Hay profundas fisuras entre los monarcas del golfo. Qatar ya ha dicho que no tendrá nada que ver con un ataque a Irán, y Omán es neutral. Kuwait ha firmado un acuerdo de cooperación militar con Turquía porque el primero está más preocupado por Arabia Saudita que por Irán, y con buena razón.

Una reunión en septiembre pasado de la corona de Arabia Saudita, el príncipe Mohammed bin Salman y el emir Sabah Al-Sabah de Kuwait, para discutir los problemas entre los dos países aparentemente salió mal. Los dos países están en una disputa sobre quién debería explotar sus campos petroleros comunes en Khafji y Wafra, y los saudíes detuvieron unilateralmente la producción. Los kuwaitíes dicen que perdieron $ 18 mil millones de ingresos y quieren compensación.

La mala sangre entre los dos países se remonta a la desintegración del Imperio Otomano, cuando Arabia Saudita se negó a aceptar las fronteras que los británicos establecieron para Kuwait y en su lugar se declaró la guerra. En 1922 se volvió a trazar la frontera con dos tercios del territorio de Kuwait que se dirigía a Arabia Saudita.

El investigador legal libanés, Ali Mourad, dijo a Al-Monitor que Kuwait ha reforzado sus vínculos con Turquía porque «realmente tienen miedo de una invasión saudí», especialmente dado «el cheque en blanco que Trump ha emitido» al príncipe Salman.

Si el abrazo de Turquía por Kuwait servirá como un control para los saudíes es incierto. El príncipe Salman ha realizado varios movimientos mal considerados en la región, desde tratar de derrocar al gobierno del Líbano, bloqueando a Qatar, y comenzar una guerra con Yemen. Turquía y Arabia Saudita están actualmente en desacuerdo con el apoyo de esta última a la Hermandad Musulmana, probablemente lo único que los príncipes sauditas odian más que a Irán.

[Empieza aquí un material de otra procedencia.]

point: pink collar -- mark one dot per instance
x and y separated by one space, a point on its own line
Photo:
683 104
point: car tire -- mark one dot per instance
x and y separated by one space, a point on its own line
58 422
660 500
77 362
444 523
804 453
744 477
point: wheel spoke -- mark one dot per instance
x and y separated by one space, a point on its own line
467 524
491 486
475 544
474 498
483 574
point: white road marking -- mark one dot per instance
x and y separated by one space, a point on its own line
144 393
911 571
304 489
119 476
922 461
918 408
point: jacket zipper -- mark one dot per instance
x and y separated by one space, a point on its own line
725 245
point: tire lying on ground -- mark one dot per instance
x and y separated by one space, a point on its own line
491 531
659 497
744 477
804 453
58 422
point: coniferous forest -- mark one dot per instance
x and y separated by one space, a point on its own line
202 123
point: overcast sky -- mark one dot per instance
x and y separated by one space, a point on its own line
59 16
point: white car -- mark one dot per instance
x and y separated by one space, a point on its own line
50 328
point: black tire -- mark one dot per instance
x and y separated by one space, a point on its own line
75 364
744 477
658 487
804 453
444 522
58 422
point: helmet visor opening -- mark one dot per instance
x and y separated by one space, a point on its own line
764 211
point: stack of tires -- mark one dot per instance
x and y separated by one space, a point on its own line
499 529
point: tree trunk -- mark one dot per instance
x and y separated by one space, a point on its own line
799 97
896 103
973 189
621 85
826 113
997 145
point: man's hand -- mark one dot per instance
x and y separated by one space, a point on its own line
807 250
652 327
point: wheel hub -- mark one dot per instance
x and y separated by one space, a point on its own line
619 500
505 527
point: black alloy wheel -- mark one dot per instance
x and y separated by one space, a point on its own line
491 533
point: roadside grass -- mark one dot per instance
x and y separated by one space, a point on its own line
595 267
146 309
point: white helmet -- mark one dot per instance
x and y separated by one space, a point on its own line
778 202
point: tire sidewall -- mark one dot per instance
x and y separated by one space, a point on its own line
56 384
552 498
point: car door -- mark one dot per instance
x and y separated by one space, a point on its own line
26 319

¿Podría, o podría, Ankara defender realmente a Kuwait de un ataque saudí? Turquía está actualmente empantanada en el norte de Siria, en guerra con su propia población kurda, y se enfrenta a lo que parece una recesión punitiva. Su ejército es el segundo más grande en la OTAN, y en general está bien armado, pero ha sido parcialmente ahogado por las purgas luego del intento de golpe de 2015.

Entonces, ¿el asesor de seguridad nacional de Estados Unidos, Bolton, simplemente está fumando humo cuando habla sobre el cambio de régimen en Irán? Posiblemente, pero es una buena idea darles la palabra a los neoconservadores. Estados Unidos intentará que Irán se retire del pacto nuclear mediante el endurecimiento agresivo de las sanciones. Si Teherán toma el anzuelo, Washington reclamará el derecho legal de atacar a Irán.

Bolton y la gente a su alrededor diseñaron las catástrofes en Afganistán e Irak (la administración de Obama tiene la culpa de Libia y Yemen), y eliminar a Irán ha sido su objetivo de mucho tiempo. Si lo logran, Estados Unidos iniciará otra guerra para siempre.